The Skywhale was flown in Hobart and Launceston as part of the Dark MoFo festival in June 2013. In November that year it was displayed in Melbourne. In September 2014 The Skywhale was exhibited at the Trans Arts Tokyo festival in Japan. It was not present at the 2015 Canberra Balloon Spectacular as Global Ballooning lodged its application to participate in the event after the deadline for entrants. As of March 2015 it had been flown for 60 hours out of an estimated flying life of 600 hours. In January 2017, it was reported that the balloon had also been displayed in Ireland and Brazil, and was being shipped back to Australia. It was displayed in the Yarra Valley in late 2018 and the Hunter Valley in April 2019.

The Skywhale was donated to the National Gallery of Australia (NGA) in 2019. The gallery intends to fly it in Canberra and other parts of Australia.

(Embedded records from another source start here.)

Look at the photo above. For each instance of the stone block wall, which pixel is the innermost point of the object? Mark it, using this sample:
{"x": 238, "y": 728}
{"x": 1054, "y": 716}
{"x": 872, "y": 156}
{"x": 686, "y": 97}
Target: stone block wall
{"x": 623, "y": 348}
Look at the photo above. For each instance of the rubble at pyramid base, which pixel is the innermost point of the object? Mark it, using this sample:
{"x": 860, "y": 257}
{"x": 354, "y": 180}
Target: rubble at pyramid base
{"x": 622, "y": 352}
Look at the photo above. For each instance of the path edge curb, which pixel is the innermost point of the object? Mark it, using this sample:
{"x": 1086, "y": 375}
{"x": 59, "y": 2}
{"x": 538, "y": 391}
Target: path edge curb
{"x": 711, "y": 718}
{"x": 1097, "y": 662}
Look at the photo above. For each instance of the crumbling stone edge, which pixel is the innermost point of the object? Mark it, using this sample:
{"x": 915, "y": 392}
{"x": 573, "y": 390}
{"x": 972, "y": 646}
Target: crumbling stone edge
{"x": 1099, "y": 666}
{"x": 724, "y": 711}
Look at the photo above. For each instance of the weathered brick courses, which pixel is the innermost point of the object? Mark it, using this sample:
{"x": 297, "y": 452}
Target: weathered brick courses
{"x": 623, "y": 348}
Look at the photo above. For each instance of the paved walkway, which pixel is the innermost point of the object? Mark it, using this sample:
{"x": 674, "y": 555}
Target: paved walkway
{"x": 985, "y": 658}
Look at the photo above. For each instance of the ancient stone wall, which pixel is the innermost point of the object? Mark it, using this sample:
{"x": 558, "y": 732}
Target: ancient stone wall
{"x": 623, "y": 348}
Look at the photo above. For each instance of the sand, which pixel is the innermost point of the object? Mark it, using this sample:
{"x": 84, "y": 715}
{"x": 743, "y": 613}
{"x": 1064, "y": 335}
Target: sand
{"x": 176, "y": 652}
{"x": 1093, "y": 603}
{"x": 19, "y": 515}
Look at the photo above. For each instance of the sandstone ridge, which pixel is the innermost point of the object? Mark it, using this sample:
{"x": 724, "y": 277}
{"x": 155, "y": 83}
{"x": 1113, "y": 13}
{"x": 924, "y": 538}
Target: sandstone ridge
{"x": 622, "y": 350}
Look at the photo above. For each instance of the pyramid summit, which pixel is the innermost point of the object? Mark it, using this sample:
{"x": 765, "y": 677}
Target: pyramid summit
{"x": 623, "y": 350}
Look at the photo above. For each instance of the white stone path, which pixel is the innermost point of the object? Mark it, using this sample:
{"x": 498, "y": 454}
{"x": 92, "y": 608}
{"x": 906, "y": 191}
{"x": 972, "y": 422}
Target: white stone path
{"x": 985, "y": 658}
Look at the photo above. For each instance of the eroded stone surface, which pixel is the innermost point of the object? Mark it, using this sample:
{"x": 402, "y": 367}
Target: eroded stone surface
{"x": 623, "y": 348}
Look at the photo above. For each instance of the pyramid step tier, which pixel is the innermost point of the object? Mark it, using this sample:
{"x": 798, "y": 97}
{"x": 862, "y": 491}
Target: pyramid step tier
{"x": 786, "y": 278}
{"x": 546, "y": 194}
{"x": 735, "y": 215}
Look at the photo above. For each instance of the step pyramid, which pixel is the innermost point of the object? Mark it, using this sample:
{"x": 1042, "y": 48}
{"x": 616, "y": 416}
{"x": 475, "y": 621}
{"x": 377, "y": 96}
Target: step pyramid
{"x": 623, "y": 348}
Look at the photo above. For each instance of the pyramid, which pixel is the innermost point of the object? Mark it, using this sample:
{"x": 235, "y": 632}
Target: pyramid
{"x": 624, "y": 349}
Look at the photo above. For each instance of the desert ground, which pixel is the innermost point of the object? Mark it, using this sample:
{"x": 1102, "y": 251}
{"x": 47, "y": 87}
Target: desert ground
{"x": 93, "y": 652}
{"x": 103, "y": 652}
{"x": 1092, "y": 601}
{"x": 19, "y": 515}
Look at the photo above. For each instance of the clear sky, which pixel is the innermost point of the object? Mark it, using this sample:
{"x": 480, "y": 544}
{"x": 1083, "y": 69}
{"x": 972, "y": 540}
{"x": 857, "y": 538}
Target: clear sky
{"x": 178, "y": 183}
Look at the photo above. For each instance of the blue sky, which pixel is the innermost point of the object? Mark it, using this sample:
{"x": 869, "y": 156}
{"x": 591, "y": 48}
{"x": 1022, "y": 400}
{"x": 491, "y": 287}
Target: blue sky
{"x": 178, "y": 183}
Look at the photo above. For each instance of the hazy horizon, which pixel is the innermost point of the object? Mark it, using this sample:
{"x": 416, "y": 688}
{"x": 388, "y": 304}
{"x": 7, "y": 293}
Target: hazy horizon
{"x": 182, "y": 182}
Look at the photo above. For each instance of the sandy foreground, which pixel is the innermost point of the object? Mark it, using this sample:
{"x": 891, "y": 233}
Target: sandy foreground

In November 2019, the NGA announced that it had acquired a second balloon designed by Piccinini called Skywhalepapa. The new balloon will depict a male skywhale holding its children, and will be flown alongside The Skywhale. The NGA called the pair of balloons "a Skywhale family", and stated they would be flown over Canberra and other locations in Australia. The balloon took longer to complete than expected due to the complexity of its design, and The Skywhale was displayed in Canberra in March 2020 by itself. Skywhalepapa was displayed in public for the first time on 7 February 2021, with several thousand people in attendance. The event in Canberra was marked by Skywhale-themed pastries and beer produced by local companies as well as an art pop song entitled "We are the Skywhales".

In 2025, The Skywhale toured across regional Australia, including Goulburn, NSW, the Sunshine Coast, QLD, Albany, WA, Northam, WA, and Townsville, QLD.